The Imperative for Asset Managers to Prioritise Comprehensive ESG Criteria

In today’s investment landscape, asset managers are under increasing pressure to ensure their portfolios reflect responsible and sustainable practices. Central to this is the integration of detailed and expansive Environmental, Social, and Governance (ESG) criteria, with a specific emphasis on embodied carbon calculations and Scope 3 emissions.

Embodied carbon refers to the total carbon emissions generated during the full lifecycle of a product, from raw material extraction to disposal. Scope 3 emissions, on the other hand, encompass all indirect emissions that occur outside of an organisation’s direct control, including those in the supply chain. By assessing these elements, asset managers can gain a more holistic understanding of the environmental impact of their investments.

The risks of neglecting these criteria are manifold. Investing in so-called ‘dirty assets’—those which do not meet stringent ESG standards—poses a threat of both financial and reputational damage. As regulatory environments evolve, such assets are increasingly likely to face sanctions, devaluation, or become stranded. Moreover, there is a growing public and institutional demand for ethical investment, with shareholders and stakeholders becoming more discerning about the sustainability of their investments.

In essence, prioritising a detailed ESG framework, including considerations for embodied carbon and Scope 3 emissions, is no longer a choice but a necessity. For asset managers, it’s crucial not only for the sake of ethical responsibility but also to ensure the longevity, resilience, and credibility of their portfolios in a rapidly changing global market.

Summary of findings

The importance of Environmental, Social, and Governance (ESG) in asset management has grown significantly, and asset managers now navigate through complex data risks, diverse investor sentiments, and varying global regulations. Asset managers operating internationally must continuously adapt to changing regulations. The European Union introduced the Sustainable Finance Disclosure Regulation (SFDR) in March 2021, followed by the Taxonomy Regulation from January 2022. These require firms to classify investment funds based on environmental goals, ensure promotional transparency, and adhere to specific criteria and reporting standards.

Institutional investors face pressures from regulators on greenwashing, with companies like Goldman Sachs Asset Management recently penalised. Regulators’ efforts to introduce clear categorisation have caused debates and led to reclassifications of funds. Nevertheless, independent ESG assessments are vital for informed investment decisions. Many investors have committed to ESG integration, such as carbon reduction. It is essential these commitments are met, with asset management partners’ expertise.

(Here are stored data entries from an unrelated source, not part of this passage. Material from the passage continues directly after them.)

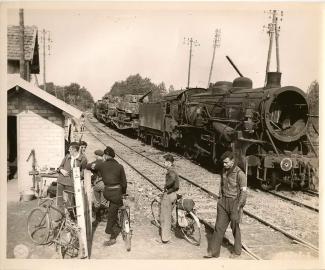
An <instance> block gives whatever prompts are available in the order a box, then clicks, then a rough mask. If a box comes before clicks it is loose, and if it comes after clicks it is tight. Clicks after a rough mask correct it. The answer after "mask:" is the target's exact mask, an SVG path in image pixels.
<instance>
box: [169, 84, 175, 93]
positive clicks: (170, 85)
mask: <svg viewBox="0 0 325 270" xmlns="http://www.w3.org/2000/svg"><path fill="white" fill-rule="evenodd" d="M173 91H175V89H174V86H173V85H172V84H171V85H170V86H169V88H168V93H170V92H173Z"/></svg>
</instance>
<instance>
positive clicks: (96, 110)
mask: <svg viewBox="0 0 325 270" xmlns="http://www.w3.org/2000/svg"><path fill="white" fill-rule="evenodd" d="M119 101H120V98H119V97H113V96H106V97H104V98H103V99H102V100H98V101H97V102H96V103H95V106H94V116H95V117H96V118H97V119H98V120H99V121H100V122H102V123H104V124H106V125H111V119H112V118H113V117H115V116H116V106H117V104H118V102H119Z"/></svg>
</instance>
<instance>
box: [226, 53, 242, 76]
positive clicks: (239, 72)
mask: <svg viewBox="0 0 325 270" xmlns="http://www.w3.org/2000/svg"><path fill="white" fill-rule="evenodd" d="M226 58H227V60H228V61H229V63H230V64H231V65H232V67H233V68H234V69H235V70H236V71H237V73H238V74H239V76H240V77H244V76H243V74H241V72H240V71H239V69H238V68H237V67H236V65H235V64H234V62H233V61H231V59H230V57H229V56H228V55H226Z"/></svg>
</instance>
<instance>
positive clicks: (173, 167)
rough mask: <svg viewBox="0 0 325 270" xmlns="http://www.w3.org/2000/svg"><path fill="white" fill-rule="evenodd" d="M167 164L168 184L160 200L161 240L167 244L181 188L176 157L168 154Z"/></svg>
mask: <svg viewBox="0 0 325 270" xmlns="http://www.w3.org/2000/svg"><path fill="white" fill-rule="evenodd" d="M164 158H165V166H166V168H167V173H166V184H165V187H164V194H163V196H162V198H161V202H160V227H161V241H162V242H163V243H164V244H166V243H168V242H169V241H170V237H171V236H170V229H171V218H172V211H173V207H174V204H175V201H176V199H177V194H176V191H177V190H178V189H179V179H178V174H177V172H176V170H175V167H174V158H173V156H172V155H170V154H167V155H165V156H164Z"/></svg>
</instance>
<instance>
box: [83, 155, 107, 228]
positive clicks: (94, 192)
mask: <svg viewBox="0 0 325 270" xmlns="http://www.w3.org/2000/svg"><path fill="white" fill-rule="evenodd" d="M94 154H95V161H93V162H91V163H88V164H87V166H86V168H87V169H88V170H90V171H91V172H92V176H91V183H92V187H93V196H92V197H93V198H92V199H93V204H94V213H95V215H96V222H100V220H101V216H100V207H101V205H102V204H103V205H104V206H107V207H108V202H107V200H106V199H105V198H104V196H103V192H104V187H105V185H104V182H103V178H102V176H101V174H100V172H97V171H95V170H93V169H92V168H91V167H92V165H93V164H94V166H95V165H96V164H100V163H103V162H104V161H103V156H104V151H103V150H96V151H95V152H94Z"/></svg>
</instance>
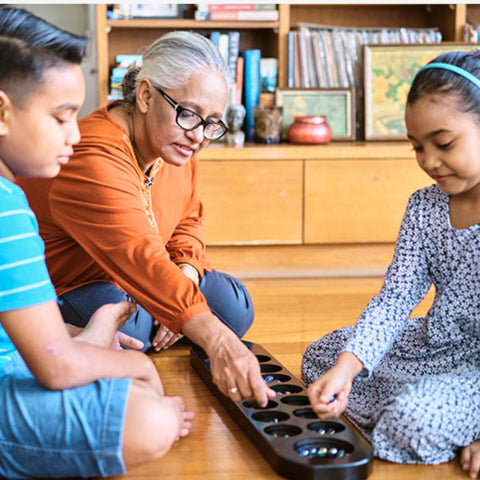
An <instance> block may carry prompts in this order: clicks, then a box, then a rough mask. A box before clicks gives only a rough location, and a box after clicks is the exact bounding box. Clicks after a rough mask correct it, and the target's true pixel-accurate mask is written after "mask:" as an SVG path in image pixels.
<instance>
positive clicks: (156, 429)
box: [123, 382, 182, 469]
mask: <svg viewBox="0 0 480 480" xmlns="http://www.w3.org/2000/svg"><path fill="white" fill-rule="evenodd" d="M167 398H168V397H159V396H158V395H157V394H154V393H153V392H152V391H150V390H149V389H148V387H145V386H144V385H141V384H139V383H137V382H133V383H132V386H131V391H130V395H129V400H128V404H127V411H126V415H125V426H124V436H123V456H124V461H125V464H126V466H127V469H128V468H131V467H133V466H136V465H140V464H142V463H145V462H149V461H152V460H155V459H156V458H160V457H162V456H163V455H165V454H166V453H167V452H168V451H169V450H170V448H171V447H172V445H173V443H174V442H175V441H176V440H177V438H178V436H179V433H180V429H181V426H182V418H181V412H180V411H179V409H178V408H177V407H176V406H175V405H174V404H173V403H172V402H168V401H167Z"/></svg>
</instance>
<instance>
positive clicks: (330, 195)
mask: <svg viewBox="0 0 480 480" xmlns="http://www.w3.org/2000/svg"><path fill="white" fill-rule="evenodd" d="M431 183H432V180H431V179H430V178H429V177H427V175H426V174H425V173H423V172H422V171H421V170H420V168H419V167H418V165H417V163H416V161H415V160H414V159H411V158H406V159H395V160H383V159H379V160H351V161H350V160H345V161H339V160H332V161H330V160H319V161H314V160H311V161H308V160H307V161H306V165H305V243H366V242H394V241H395V240H396V238H397V234H398V229H399V227H400V223H401V220H402V217H403V213H404V211H405V208H406V206H407V201H408V198H409V196H410V195H411V194H412V193H413V192H414V191H415V190H417V189H419V188H422V187H425V186H427V185H430V184H431Z"/></svg>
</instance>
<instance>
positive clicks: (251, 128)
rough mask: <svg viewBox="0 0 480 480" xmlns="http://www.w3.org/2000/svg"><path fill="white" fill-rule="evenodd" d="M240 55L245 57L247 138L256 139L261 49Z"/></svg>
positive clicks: (246, 50) (243, 76) (259, 81)
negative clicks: (254, 111) (256, 114)
mask: <svg viewBox="0 0 480 480" xmlns="http://www.w3.org/2000/svg"><path fill="white" fill-rule="evenodd" d="M240 55H241V56H242V57H243V59H244V75H243V104H244V105H245V110H246V115H245V139H246V141H247V142H253V141H254V139H255V119H254V113H253V109H254V107H255V106H256V105H258V101H259V98H260V56H261V53H260V50H258V49H252V50H243V51H242V52H240Z"/></svg>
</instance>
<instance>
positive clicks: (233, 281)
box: [59, 270, 253, 351]
mask: <svg viewBox="0 0 480 480" xmlns="http://www.w3.org/2000/svg"><path fill="white" fill-rule="evenodd" d="M199 287H200V291H201V292H202V294H203V295H204V297H205V299H206V301H207V304H208V306H209V307H210V309H211V310H212V312H213V314H214V315H216V316H217V317H218V318H219V319H220V320H221V321H222V322H223V323H224V324H225V325H227V326H228V327H229V328H230V329H231V330H232V331H233V332H235V334H236V335H237V336H238V337H239V338H241V337H243V335H245V333H246V332H247V330H248V329H249V328H250V325H251V324H252V322H253V304H252V300H251V298H250V295H249V293H248V291H247V289H246V288H245V286H244V285H243V283H241V282H240V281H239V280H237V279H236V278H234V277H232V276H230V275H227V274H226V273H220V272H217V271H215V270H212V271H211V272H205V273H204V275H203V277H202V279H201V280H200V285H199ZM122 300H130V301H131V298H130V297H129V296H128V295H127V294H126V293H125V292H123V291H122V290H120V289H119V288H117V287H116V286H115V285H112V284H111V283H107V282H95V283H90V284H88V285H84V286H82V287H78V288H76V289H75V290H71V291H70V292H67V293H65V294H63V295H61V296H60V297H59V304H60V310H61V311H62V315H63V320H64V321H65V322H66V323H69V324H71V325H75V326H77V327H84V326H85V325H86V324H87V323H88V321H89V319H90V317H91V316H92V315H93V313H94V312H95V310H97V309H98V308H99V307H101V306H102V305H104V304H106V303H118V302H121V301H122ZM137 307H138V309H137V312H136V313H134V314H133V315H132V316H131V317H130V318H129V319H128V320H127V323H126V324H125V325H124V326H123V327H122V328H121V329H120V330H121V331H122V332H124V333H126V334H128V335H130V336H132V337H134V338H138V339H139V340H141V341H142V342H143V343H144V348H143V351H146V350H148V349H149V348H151V346H152V343H151V340H152V339H153V336H154V334H155V331H156V328H154V325H153V317H152V316H151V315H150V314H149V313H148V312H147V311H146V310H144V309H143V308H142V307H141V306H140V305H137Z"/></svg>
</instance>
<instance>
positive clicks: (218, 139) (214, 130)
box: [153, 85, 228, 142]
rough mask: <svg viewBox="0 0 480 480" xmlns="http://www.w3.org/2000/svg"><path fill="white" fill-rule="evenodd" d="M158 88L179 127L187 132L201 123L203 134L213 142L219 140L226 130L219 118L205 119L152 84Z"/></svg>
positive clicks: (225, 132)
mask: <svg viewBox="0 0 480 480" xmlns="http://www.w3.org/2000/svg"><path fill="white" fill-rule="evenodd" d="M153 87H154V88H155V89H156V90H158V91H159V92H160V93H161V94H162V96H163V98H164V99H165V100H166V101H167V102H168V103H169V104H170V105H171V106H172V107H173V108H174V109H175V111H176V112H177V116H176V118H175V122H176V123H177V125H178V126H179V127H180V128H183V129H184V130H186V131H187V132H190V131H191V130H195V129H196V128H198V127H199V126H200V125H203V136H204V137H205V138H206V139H207V140H210V141H211V142H214V141H215V140H220V138H222V137H223V136H224V135H225V134H226V133H227V131H228V127H227V126H226V125H225V124H224V123H223V122H222V121H221V120H219V121H218V122H212V121H211V120H205V119H204V118H203V117H201V116H200V115H199V114H198V113H197V112H195V111H193V110H190V109H189V108H185V107H182V106H181V105H179V104H178V103H177V102H176V101H175V100H174V99H173V98H172V97H170V96H168V95H167V94H166V93H165V92H164V91H163V90H162V89H161V88H160V87H157V86H156V85H153Z"/></svg>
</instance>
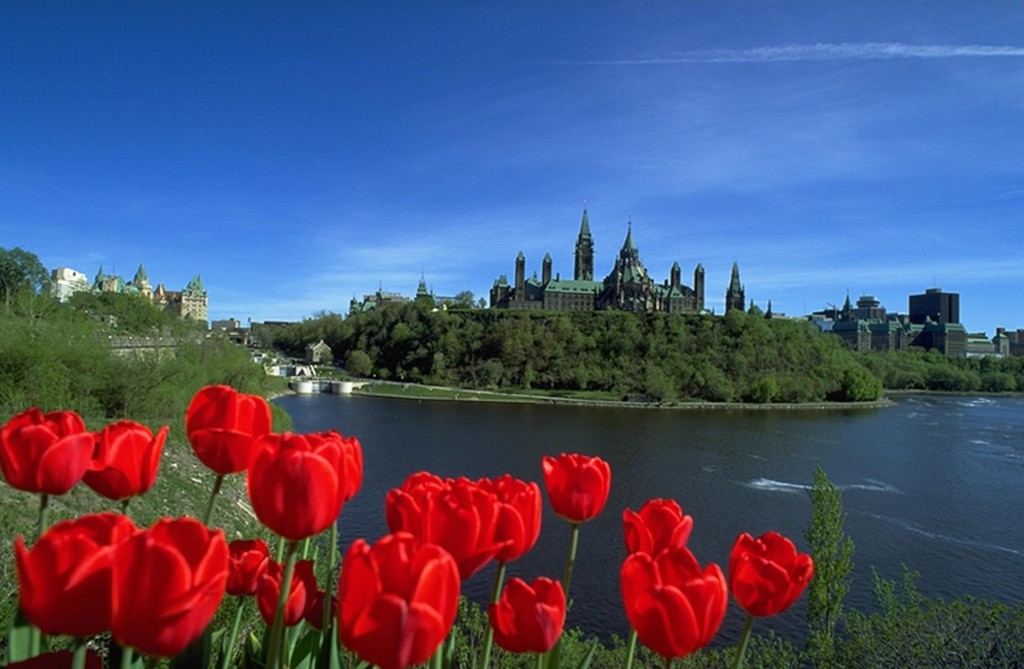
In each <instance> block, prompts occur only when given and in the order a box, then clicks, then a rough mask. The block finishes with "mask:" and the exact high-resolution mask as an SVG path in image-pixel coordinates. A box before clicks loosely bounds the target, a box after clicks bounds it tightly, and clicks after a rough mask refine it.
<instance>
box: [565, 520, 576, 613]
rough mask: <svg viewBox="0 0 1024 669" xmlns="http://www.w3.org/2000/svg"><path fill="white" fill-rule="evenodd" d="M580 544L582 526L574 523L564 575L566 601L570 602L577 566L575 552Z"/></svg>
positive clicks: (565, 564) (572, 526)
mask: <svg viewBox="0 0 1024 669" xmlns="http://www.w3.org/2000/svg"><path fill="white" fill-rule="evenodd" d="M579 544H580V524H579V522H573V524H572V530H571V531H570V533H569V554H568V557H566V559H565V573H564V574H563V575H562V590H564V591H565V601H566V602H567V601H568V600H569V583H570V582H571V581H572V566H573V565H575V550H577V546H578V545H579Z"/></svg>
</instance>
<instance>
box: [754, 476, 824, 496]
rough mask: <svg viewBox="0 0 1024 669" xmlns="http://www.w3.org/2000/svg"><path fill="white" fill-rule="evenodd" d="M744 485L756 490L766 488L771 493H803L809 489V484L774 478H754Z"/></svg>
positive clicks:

Companies’ depth of ESG policy indicates their sustainability commitment. Many firms have ESG policies, but these differ in thoroughness. While 74% of asset managers address climate change in their policies, only 34% consider biodiversity. Examining firms’ corporate social responsibility (CSR) programmes and Diversity, Equity and Inclusion (DEI) policies provides insights into their ESG commitments. Participation in external sustainability initiatives also indicates firms’ genuine commitment to ESG.

Addressing climate concerns is vital. The financial implications of climate risks are significant and should be integrated into investment strategies. Many investment managers are setting climate-centric goals. However, the success in achieving these varies. It’s crucial to assess whether these goals are superficial or result in real change, such as reducing company carbon footprints. Many asset managers now integrate climate change into their investment strategies, with half considering climate-associated risks alongside traditional investment risks.